Posted by: noreen martin | August 21, 2006 at 07:44 AM
I don't know, I think Pope David is right on target! And probably for the first time ever! HIV is as sugar coated of an always mutating virus as you could ever want. The entire HIV/AIDS situation is an absolute sugar coated and always mutating cloud. It has mutated and spread and mutated and spread, all over the planet!
This sweet little bug is responsible for a never ending stream of money galore fundraisers. Several mutations are padding the pockets of thousands of researchers, thousands of doctors, thousands of pharma stock holders. Many other mutations have even given thousands of HIV AIDS diagnosed persons an early retirement with a check of the month club Social Security check, free medical and dental, free housing and more. All in all HIV has mutated into more sugar coated perks all around than Lucille Ball's old 1950's model percolator coffee maker. Mmmm-mmmmhhh.
Toronto was nothing if not a big old festival of 25,000 unstoppable sugar addicts craving their next sugar coated binge. And I do mean craving. These hard core sugar addicts just can't get enough!
Posted by: Michael | August 21, 2006 at 11:32 AM
The scandal Baltimore was talking about there was his own disaster, not Gallo's, wasn't it? I believe so.

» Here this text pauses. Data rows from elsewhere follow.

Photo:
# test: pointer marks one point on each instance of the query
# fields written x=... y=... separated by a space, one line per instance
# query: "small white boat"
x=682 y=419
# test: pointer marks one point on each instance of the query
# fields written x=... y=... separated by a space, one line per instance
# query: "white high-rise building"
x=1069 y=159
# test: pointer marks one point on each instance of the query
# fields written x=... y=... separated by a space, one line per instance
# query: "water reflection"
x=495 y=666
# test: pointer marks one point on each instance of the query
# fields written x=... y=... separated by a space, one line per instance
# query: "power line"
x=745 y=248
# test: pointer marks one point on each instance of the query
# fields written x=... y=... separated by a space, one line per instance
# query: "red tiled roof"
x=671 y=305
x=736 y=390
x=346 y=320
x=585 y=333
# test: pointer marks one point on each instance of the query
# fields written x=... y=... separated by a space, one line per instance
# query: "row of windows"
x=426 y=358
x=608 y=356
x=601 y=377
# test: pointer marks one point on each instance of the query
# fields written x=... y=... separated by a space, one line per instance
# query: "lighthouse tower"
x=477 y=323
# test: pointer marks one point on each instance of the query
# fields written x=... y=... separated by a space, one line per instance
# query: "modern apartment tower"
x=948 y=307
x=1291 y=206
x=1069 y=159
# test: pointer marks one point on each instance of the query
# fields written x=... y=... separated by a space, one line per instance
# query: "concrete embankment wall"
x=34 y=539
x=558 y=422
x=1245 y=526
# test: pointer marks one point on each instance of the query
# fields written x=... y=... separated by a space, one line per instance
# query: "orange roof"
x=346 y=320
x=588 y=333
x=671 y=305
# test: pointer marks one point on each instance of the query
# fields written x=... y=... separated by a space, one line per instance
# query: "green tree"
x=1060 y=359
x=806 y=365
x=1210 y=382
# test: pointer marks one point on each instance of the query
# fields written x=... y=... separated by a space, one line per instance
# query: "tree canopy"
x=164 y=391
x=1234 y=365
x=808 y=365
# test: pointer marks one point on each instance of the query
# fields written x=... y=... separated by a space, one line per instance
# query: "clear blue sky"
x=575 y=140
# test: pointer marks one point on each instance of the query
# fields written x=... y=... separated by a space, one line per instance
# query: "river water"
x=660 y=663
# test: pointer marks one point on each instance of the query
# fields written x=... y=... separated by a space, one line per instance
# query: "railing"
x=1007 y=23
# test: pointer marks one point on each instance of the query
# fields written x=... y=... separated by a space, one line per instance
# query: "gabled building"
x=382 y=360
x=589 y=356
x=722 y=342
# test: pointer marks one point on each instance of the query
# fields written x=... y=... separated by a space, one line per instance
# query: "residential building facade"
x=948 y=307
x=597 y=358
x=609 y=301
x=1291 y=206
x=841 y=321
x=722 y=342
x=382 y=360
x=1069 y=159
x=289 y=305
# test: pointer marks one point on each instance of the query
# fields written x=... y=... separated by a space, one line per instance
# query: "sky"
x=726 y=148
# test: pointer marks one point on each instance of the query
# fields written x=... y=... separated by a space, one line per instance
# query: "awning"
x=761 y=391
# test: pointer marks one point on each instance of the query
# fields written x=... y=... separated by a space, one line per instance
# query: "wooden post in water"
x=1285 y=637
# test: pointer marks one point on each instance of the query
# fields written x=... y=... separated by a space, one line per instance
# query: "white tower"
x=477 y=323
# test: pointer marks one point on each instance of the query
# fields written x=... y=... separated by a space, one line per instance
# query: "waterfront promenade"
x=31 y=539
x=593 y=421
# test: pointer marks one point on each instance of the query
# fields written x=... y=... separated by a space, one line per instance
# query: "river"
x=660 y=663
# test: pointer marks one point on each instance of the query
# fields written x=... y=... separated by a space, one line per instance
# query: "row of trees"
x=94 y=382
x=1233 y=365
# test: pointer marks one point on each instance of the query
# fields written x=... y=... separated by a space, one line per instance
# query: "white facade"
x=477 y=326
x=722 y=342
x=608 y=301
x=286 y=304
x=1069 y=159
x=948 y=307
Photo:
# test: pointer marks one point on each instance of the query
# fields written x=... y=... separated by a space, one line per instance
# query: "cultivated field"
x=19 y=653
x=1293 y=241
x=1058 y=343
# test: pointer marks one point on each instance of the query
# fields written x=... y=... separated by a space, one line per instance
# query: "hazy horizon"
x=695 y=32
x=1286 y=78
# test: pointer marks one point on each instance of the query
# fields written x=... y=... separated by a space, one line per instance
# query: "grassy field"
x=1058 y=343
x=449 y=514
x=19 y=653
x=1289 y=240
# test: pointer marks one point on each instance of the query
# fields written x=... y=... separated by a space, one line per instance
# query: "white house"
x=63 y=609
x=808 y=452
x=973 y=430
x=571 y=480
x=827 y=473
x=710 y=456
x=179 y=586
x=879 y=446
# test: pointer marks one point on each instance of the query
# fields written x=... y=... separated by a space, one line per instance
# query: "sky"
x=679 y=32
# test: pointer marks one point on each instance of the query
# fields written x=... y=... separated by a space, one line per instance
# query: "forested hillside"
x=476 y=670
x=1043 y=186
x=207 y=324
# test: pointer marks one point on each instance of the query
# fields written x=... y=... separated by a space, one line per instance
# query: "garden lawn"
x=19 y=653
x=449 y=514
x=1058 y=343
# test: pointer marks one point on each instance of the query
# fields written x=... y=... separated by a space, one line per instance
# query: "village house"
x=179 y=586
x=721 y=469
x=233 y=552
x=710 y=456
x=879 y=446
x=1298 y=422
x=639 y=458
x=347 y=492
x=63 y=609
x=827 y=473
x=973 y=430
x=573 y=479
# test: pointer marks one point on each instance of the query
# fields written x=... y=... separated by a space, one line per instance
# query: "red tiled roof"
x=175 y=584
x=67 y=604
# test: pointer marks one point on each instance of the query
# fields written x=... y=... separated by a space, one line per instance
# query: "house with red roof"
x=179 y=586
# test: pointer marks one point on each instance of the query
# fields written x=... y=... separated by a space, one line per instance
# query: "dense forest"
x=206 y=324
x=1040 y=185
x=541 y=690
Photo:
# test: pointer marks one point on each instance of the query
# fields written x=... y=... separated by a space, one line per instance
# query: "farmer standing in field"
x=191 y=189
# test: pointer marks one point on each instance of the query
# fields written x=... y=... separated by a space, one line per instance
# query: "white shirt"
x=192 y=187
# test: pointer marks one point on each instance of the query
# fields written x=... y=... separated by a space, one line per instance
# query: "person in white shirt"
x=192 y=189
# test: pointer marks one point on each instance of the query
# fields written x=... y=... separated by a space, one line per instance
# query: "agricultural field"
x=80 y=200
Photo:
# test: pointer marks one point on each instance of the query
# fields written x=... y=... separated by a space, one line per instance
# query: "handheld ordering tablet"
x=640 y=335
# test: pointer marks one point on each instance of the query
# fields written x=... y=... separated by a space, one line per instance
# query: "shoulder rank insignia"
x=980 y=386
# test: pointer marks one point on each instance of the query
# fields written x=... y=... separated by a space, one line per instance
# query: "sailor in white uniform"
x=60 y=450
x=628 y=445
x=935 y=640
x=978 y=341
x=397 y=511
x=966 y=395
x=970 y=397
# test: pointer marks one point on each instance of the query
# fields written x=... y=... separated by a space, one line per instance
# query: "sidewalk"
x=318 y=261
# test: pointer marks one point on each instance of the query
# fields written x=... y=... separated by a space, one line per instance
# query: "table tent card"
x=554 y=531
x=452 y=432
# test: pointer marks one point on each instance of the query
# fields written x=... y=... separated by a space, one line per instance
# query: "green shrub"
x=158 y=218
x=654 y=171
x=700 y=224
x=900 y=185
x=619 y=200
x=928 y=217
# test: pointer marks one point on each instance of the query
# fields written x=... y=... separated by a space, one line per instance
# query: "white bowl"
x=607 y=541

Posted by: TS | August 21, 2006 at 05:38 PM
"But the virus always seems to figure out a way around anything that we come up with."
That HIV...*always* thinking!
Posted by: Dan | August 23, 2006 at 05:13 PM
Seems you've read and understood the post correctly Mr. McK - from a science basis there isn't a lot of there there. And now that I've said it as well, there's at least three there.
Posted by: Lise | August 25, 2006 at 04:40 AM
What amazes me is this guy is supposed to be our leading scientist and now he's clearly telling us, as he's about to retire, that he can't "science" his way out of a paper bag.
Dan hits it right on the nose, like all the other "explanations" for the "behaviour" of what is only a nucleic acid template with a coat of proteins, Baltimore is forced to invoke teleology. Notwithstanding its banishment from modern science, the wool is still pulled over the journalistic eye, forcing US to appreciate the majestic skills of Pope David.